In the summer of 2023, the Olivera family sold their entire distribution operation to the Hidden Villa Ranch company, the nation’s 20th-largest egg producer. That September, they sold their last egg-producing birds at the ranch in French Camp to the Pleasant Valley family farm.

On any given day, customers still stream into the retro store from all over the Bay Area, reaching through a clear vinyl curtain to grab eggs.

Cher Madrid carried five dozen eggs in her arms on Wednesday.

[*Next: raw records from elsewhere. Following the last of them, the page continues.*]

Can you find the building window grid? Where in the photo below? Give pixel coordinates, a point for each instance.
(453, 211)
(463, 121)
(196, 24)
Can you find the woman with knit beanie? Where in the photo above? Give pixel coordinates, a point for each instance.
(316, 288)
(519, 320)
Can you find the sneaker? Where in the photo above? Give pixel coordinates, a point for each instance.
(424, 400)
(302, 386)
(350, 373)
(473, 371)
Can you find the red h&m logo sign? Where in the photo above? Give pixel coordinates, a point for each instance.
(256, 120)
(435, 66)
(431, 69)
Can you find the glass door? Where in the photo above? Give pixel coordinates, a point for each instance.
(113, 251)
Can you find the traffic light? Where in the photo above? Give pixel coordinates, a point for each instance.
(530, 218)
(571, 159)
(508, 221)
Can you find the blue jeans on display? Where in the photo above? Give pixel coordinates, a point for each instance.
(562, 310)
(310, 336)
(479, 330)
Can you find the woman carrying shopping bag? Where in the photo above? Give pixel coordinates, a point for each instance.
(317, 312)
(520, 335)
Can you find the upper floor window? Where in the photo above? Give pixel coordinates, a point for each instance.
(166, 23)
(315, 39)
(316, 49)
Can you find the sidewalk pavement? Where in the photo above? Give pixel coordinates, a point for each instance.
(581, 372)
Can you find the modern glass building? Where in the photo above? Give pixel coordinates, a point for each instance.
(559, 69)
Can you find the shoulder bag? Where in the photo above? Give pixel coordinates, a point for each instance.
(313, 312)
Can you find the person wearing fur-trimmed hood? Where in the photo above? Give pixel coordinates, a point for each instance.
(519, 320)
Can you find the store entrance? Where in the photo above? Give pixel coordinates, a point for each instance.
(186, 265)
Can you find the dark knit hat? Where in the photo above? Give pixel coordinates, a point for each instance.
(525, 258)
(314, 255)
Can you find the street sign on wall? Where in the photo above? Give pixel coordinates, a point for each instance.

She moved to San Jose 20 years ago after marrying her husband, who had grown up in the city. She learned to cook from her late mother-in-law, who preferred the chicken eggs and balut at Olivera’s.

“She thought it was fresher here, and I would say it is,” said Madrid.

Customer Cher Madrid carries packs of eggs she bought at Olivera Egg Ranch on Wednesday, Feb. 19, 2025. (Dai Sugano/Bay Area News Group) 

Tanya has no idea where folks will go next or what’s ahead for herself and the handful of remaining employees after Olivera’s shuts. She’ll always be a “stupid egg person,” scoping out products at markets and cultural events and caring for 12 rescues from the live meat barn that lay eggs just fine.

“It’s really emotional,” she concluded. “I’ve been here my whole life.” Her daughter Isabela, now 22, took her first steps in the back office.

Third-generation owner Tanya Olivera at Olivera Egg Ranch on Wednesday, Feb. 19, 2025. (Dai Sugano/Bay Area News Group) 

When asked if he had ever wanted to work in any other field, Olivera Jr. shook his head. “But for giggles,” he added, “I have a B.A. in mathematics and a master’s in physics. The physics of breaking eggs, I guess. My education in business, though, was in hard knocks.”

It’s tough leaving the business. “I’m leaving the memories,” he said. “It’s all tied in with my parents.”

He will still tend to 30 chickens at home, much as he did when he was a boy helping his father.